“Voltamos a sentir o cheiro original da chuva chegando”. A frase do líder quilombola Biko Rodrigues, coordenador-executivo da Coordenação Nacional de Articulação das Comunidades Negras Rurais Quilombolas (CONAQ) e morador do quilombo do Ivaporunduva, no Vale do Ribeira, interior de São Paulo, resume a percepção do impacto da queda da poluição e da diminuição da exploração da natureza. Impacto esse causado apenas pelas adequações cotidianas em tempos de pandemia, isolamento e distanciamento social.
As mudanças de comportamento da humanidade por conta da pandemia da Covid-19 – em níveis diferentes, de acordo com cada país – alteraram a relação entre ser humano e natureza. O coronavírus e as mudanças na dinâmica da economia mundial também serviram para destacar as alternativas – tanto de produção quanto nos hábitos de consumo – para que a harmonia no planeta se fortaleça.
“A natureza está voltando a falar com a gente. Se a ganância do homem parar, se parar de pensar no dinheiro e acima de bens que são mais importantes como qualidade de vida, respirar ar puro, alimentação adequada, as coisas vão melhorar”, disse Biko.
A comunidade Ivaporunduva existe desde o século 16, é a mais antiga da região e conta com mais de 100 famílias. O quilombo foi responsável pelo resgate, no início dos anos 2000, do palmito juçara, uma planta nativa da Mata Atlântica que era considerada em extinção. A base da economia do quilombo é a produção de banana orgânica. A plantação também é aproveitada nas peças de artesanato feitas com a fibra da bananeira e vendidas pelos quilombolas.

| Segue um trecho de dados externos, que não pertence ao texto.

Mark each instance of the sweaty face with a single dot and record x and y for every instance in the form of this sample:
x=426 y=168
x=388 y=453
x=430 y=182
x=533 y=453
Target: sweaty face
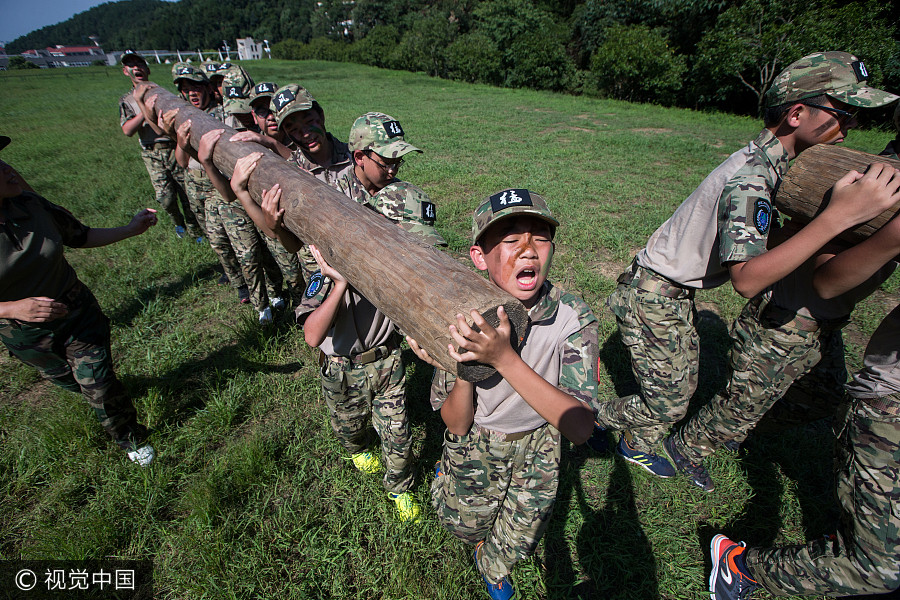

O nome Ivaporunduva significa ‘rio de muitos frutos’ e, em harmonia com a natureza, a comunidade faz jus a ele, produzindo também arroz, feijão e grande variedade de hortaliças.
Ambientalistas e cientistas acreditam que há no modelo de vida das comunidades tradicionais e dos povos originários, atrelado aos conhecimentos de desenvolvimento sustentável, um caminho para a continuidade da vida humana na Terra em harmonia ao meio ambiente.
“Os problemas ambientais impactam a sociedade de maneira desigual. Os mais pobres, em sua maioria não-brancos, estão expostos aos maiores riscos”, diz Cínthia Leone, doutora especialista em Ciência Ambiental pela Universidade de São Paulo (USP). “A contradição é que os mais vulneráveis às crises climáticas são exatamente os que podem oferecer uma solução para ela. Ao terem sido marginalizados no interior do sistema capitalista, esses grupos foram capazes de desenvolver ou preservar modos de vidas alternativos. Eles constituem hoje uma oposição poderosa, porque oferecem algo que o modelo tradicional de desenvolvimento já não é capaz de prover: a esperança de uma vida melhor, mais saudável, mais digna”,
No começo de agosto, um artigo divulgado pela revista Proceedings of the National Academy of Sciences (PNSA) revelou que, nas áreas da região amazônica onde há demarcação de territórios indígenas, o desmatamento teve queda significativa. Em média, a preservação dessas áreas foi 60% maior do que em áreas não-demarcadas. O estudo analisou um período de 30 anos, foi feito por pesquisadores da Universidade da Califórnia (EUA) e concluiu que a preservação das tradições e do território são fundamentais para a preservação do meio ambiente.
O líder quilombola do Vale do Ribeira ressalta que a ideia dos povos tradicionais não é negar os avanços tecnológicos ou alterar o modo de vida das grandes cidades. “É lógico que não é para abrir mão de ter os bens necessários para uma vida de qualidade, mas sem precisar saquear a natureza”, afirma.
Alternativas reais
Mesmo na cidade de São Paulo, onde vivem cerca de 12 milhões de pessoas e os índices de poluição são historicamente altos, há dois exemplos de comunidades que conseguem manter o equilíbrio com a natureza e um padrão de vida saudável.
A agricultora Maria Alves da Silva, de 67 anos, morou durante 27 anos na periferia da Brasilândia na zona norte da capital. Ela é filha de agricultores da divisa de Pernambuco com a Paraíba, onde viveu até os 21 anos antes de vir para São Paulo. Desde 2002, ela vive na Comuna da Terra Irmã Alberta, do MST (Movimento dos Trabalhadores e das Trabalhadoras Rurais Sem Terra), no bairro do Perus, na zona noroeste da capital.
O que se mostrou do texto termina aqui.